/Y-Chrom-database-and-compare

Final project for CS50 Python 2022

Primary LanguagePython

Y Chrom Database & Compare

Description: This is a program designed to extract data (Y Chromosome marker patterns) from tables in .docx files, and save the information as .csv file. Then, the user can input a Y Chromosome pattern and the program checks if it matches any pattern in the .csv file created.
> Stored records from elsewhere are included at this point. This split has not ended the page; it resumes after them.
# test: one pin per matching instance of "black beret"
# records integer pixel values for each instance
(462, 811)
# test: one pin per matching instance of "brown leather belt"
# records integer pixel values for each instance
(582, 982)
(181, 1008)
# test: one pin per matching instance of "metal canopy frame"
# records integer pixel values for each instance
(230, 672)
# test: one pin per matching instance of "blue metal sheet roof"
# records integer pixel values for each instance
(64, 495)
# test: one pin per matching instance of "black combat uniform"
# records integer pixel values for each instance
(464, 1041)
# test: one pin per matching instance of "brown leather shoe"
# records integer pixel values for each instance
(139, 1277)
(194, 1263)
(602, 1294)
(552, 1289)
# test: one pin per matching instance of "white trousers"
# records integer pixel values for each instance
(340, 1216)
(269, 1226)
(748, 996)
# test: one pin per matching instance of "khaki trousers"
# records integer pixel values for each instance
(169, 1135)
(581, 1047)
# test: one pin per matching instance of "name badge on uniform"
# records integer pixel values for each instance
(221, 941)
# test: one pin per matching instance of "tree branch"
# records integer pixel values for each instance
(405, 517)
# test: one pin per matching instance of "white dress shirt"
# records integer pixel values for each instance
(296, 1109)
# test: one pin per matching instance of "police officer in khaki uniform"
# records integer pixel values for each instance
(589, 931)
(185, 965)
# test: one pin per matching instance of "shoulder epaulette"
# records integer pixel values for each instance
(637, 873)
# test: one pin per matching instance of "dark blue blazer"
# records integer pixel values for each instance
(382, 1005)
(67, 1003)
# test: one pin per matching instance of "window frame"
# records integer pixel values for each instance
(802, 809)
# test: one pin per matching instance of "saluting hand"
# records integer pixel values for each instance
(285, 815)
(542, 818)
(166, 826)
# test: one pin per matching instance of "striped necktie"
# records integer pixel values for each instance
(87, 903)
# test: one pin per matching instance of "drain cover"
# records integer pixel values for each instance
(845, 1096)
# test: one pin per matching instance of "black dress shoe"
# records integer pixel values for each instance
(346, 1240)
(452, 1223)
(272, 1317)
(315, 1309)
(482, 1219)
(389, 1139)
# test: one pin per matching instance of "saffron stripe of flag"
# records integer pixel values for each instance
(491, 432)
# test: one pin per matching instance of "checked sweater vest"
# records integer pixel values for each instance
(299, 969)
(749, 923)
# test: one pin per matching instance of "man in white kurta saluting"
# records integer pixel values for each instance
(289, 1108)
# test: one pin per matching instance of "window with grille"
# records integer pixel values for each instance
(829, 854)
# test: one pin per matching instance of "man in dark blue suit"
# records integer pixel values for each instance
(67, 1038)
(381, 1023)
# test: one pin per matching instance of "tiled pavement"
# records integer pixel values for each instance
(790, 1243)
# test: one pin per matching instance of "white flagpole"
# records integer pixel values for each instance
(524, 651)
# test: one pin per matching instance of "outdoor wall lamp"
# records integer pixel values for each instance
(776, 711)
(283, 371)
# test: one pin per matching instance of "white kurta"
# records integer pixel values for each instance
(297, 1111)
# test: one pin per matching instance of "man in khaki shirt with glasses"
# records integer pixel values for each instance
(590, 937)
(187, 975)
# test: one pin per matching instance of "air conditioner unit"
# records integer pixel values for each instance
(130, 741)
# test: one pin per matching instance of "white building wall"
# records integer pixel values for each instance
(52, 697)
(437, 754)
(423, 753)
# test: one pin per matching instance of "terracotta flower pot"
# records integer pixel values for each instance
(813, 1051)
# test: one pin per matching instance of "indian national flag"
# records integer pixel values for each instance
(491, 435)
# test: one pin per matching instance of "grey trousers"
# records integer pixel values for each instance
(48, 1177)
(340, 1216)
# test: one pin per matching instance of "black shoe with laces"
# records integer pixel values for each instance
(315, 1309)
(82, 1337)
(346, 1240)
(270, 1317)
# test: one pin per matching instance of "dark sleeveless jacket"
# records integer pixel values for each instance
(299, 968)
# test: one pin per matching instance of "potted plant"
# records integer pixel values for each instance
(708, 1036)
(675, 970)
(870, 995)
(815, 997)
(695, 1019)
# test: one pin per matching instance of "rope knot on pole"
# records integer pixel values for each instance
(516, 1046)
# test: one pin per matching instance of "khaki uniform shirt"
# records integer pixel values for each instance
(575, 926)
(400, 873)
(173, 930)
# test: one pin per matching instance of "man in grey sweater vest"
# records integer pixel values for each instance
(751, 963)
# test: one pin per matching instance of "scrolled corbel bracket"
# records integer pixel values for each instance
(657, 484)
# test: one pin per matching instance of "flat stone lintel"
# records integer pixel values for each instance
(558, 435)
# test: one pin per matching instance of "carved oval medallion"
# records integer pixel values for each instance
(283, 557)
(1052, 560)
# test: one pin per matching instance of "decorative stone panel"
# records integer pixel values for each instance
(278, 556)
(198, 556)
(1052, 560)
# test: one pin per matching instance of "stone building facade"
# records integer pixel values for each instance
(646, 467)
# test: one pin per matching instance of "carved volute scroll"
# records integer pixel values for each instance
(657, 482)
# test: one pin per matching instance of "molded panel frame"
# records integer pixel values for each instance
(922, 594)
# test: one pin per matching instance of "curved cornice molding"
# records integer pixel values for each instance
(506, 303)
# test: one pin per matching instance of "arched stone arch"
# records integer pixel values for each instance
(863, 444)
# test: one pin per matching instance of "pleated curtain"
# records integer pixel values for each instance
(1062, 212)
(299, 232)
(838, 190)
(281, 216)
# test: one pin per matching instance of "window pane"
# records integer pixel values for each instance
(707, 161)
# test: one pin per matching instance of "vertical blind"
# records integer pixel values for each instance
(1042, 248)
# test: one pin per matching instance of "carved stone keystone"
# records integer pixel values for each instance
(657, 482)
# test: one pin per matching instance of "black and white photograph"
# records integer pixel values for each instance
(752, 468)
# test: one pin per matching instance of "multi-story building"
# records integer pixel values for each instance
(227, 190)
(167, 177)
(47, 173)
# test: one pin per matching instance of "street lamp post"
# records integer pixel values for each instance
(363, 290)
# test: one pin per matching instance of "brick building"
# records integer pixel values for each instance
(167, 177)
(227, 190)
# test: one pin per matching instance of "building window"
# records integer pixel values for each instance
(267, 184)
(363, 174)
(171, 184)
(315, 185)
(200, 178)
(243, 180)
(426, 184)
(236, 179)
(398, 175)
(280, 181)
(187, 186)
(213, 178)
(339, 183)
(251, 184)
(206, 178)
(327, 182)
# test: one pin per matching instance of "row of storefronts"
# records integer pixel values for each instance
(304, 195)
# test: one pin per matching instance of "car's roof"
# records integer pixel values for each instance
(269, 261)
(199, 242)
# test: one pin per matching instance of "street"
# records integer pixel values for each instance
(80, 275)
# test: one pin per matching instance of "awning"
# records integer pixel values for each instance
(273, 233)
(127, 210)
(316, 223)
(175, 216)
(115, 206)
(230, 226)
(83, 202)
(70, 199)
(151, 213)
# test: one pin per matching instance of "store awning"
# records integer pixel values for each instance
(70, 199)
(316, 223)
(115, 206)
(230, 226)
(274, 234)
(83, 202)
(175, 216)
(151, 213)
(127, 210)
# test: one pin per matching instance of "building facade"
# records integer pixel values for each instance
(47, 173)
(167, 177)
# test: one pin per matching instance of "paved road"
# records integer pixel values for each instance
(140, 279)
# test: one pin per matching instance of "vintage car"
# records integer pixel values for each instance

In a future version of this project, the .csv file can be used to create a database to manage the data.


Technologies used:

  • Python
  • PySimpleGUI for user interface

Program Workflow

  1. Data is extracted from tables in .docx files and saved as .csv files.
  2. The user can input Y Chromosome pattern for comparison.
  3. The program checks if the input pattern matches any pattern in the .csv file.

Considerations:

I made this program thinking in a real life case we had at my former job. To be able to extract the data from the tables in .docx file, I needed to consider how the data was presented in such tables.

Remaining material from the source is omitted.